Hidden beneath the streets of Stockholm, the city's sewage plant is working at full throttle.
As we head into one of the tunnels, the stench is overpowering: through here, the waste of 700,000 people flows.
But sewer systems have been earmarked for a new use: the fight against terrorism is moving underground.
"We have a bunch of electrodes, and immerse them in the sewage," explains Hans Oennerud.
He has been coordinating an EU-funded project called Emphasis to design a network of hi-tech sensors for sewers.
The devices can detect the chemicals that are used to make homemade explosives, which, as Dr Oennerud explains, are likely to end up in the wastewater.
"If you make homemade explosives or bombs, you need a place to be, you need to use some equipment, and some chemicals," he explains.
"In the process there could be a need to rinse equipment or pour it down the drain - and this is something we want to take advantage of."
The sensors can detect minute traces of the bomb ingredients, recording their concentration, the time they were found and their location.
This information is then sent out to police.
The team there has created a replica of a bomb lab, where they are making explosives to put the devices to the test.
Henric Oestmark is the research director of energetic materials - or, as he puts it, anything that goes bang.
"We want to test it as realistically as possible," he says.
"If you have a normal lab, you have very clean air, for example.
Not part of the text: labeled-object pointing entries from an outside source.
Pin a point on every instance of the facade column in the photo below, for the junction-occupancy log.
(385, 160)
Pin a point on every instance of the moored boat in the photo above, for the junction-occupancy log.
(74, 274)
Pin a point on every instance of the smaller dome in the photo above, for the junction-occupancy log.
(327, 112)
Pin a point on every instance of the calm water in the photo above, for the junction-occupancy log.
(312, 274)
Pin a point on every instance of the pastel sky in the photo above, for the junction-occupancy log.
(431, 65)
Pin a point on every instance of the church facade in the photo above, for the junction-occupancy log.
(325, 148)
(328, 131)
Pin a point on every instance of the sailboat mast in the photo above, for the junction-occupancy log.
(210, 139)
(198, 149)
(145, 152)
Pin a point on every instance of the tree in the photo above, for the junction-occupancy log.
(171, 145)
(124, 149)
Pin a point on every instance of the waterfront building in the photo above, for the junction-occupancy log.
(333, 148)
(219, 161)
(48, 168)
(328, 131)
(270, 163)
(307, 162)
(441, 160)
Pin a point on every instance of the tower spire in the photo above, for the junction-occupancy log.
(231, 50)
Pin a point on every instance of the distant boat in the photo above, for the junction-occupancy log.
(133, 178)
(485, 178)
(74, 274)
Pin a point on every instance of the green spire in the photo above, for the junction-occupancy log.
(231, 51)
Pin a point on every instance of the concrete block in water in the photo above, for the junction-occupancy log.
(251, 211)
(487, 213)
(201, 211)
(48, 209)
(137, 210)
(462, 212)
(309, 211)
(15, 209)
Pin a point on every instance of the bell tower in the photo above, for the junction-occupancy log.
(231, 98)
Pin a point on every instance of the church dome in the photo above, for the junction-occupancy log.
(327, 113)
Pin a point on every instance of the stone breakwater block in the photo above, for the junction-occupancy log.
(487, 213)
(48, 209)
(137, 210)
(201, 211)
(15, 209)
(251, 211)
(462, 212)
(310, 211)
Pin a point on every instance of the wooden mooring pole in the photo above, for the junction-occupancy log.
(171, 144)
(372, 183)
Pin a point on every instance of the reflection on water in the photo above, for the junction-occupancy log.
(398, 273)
You need to simulate what is happening in real life if you are going to find a bomb factory."
Most homemade bombs are hydrogen peroxide or fertiliser-based, he says.
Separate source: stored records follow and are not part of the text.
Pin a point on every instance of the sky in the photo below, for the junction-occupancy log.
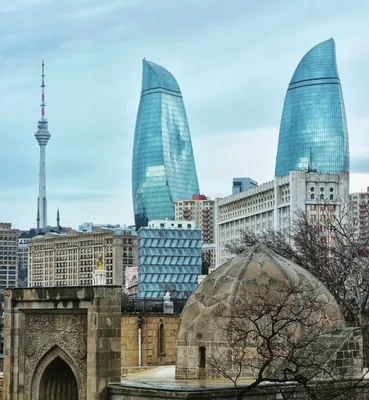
(233, 60)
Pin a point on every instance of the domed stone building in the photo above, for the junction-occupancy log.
(257, 275)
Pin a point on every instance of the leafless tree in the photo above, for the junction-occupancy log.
(334, 249)
(283, 332)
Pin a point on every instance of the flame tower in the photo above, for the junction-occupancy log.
(42, 136)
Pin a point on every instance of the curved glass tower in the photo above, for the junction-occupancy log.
(313, 134)
(163, 166)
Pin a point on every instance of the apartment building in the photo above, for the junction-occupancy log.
(69, 259)
(359, 203)
(201, 210)
(275, 204)
(8, 256)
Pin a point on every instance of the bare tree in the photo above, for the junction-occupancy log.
(286, 332)
(334, 249)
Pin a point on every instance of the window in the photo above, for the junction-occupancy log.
(202, 357)
(161, 338)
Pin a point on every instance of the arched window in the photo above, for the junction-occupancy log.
(161, 338)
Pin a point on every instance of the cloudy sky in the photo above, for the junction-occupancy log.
(233, 60)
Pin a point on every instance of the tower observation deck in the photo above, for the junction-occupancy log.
(42, 136)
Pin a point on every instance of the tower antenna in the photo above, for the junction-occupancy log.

"They have chemicals you buy in a normal supermarket, and they are using them to make bombs."
The scientists here are not just interested in what ends up down the drain, fumes from the manufacturing process also leak out into the air.
And in addition to the sewer devices, they've fitted sensors to rooftops and even cars.
This network, Prof Oestmark says, could help to pinpoint where illegal activity is taking place. The technology could also be used to find drug labs or places where chemical weapons are being made, he adds.
While the sensors are in their prototype phase, they have attracted interest from around the world.
Authorities, including the UK's Ministry of Defence and the US Department of Homeland Security, have come to Sweden to watch a demonstration of the sensors at work.
Torbjoern Liwang, from the Swedish police, says the use of homemade explosives is a growing concern.
"We've seen attacks in Madrid, London and Oslo and in many other places. It is a big problem," he tells BBC News.
"I think one of the causes is because military and civilian explosives are harder to get hold of so, the terrorists make their own instead.
"The criminals and terrorists are ahead of us. They're really good at finding new ways to create bombs…. and we need new technologies, new ways of finding bomb factories."
Prof Oestmark says that the sensors could provide vital intelligence to the police and potentially save lives.
"With the London bombings in 2005, the bombs were made in Leeds, and the police had some intelligence," he says.
"If these sorts of sensor were deployed, you would have had a fair chance of detecting the bombs."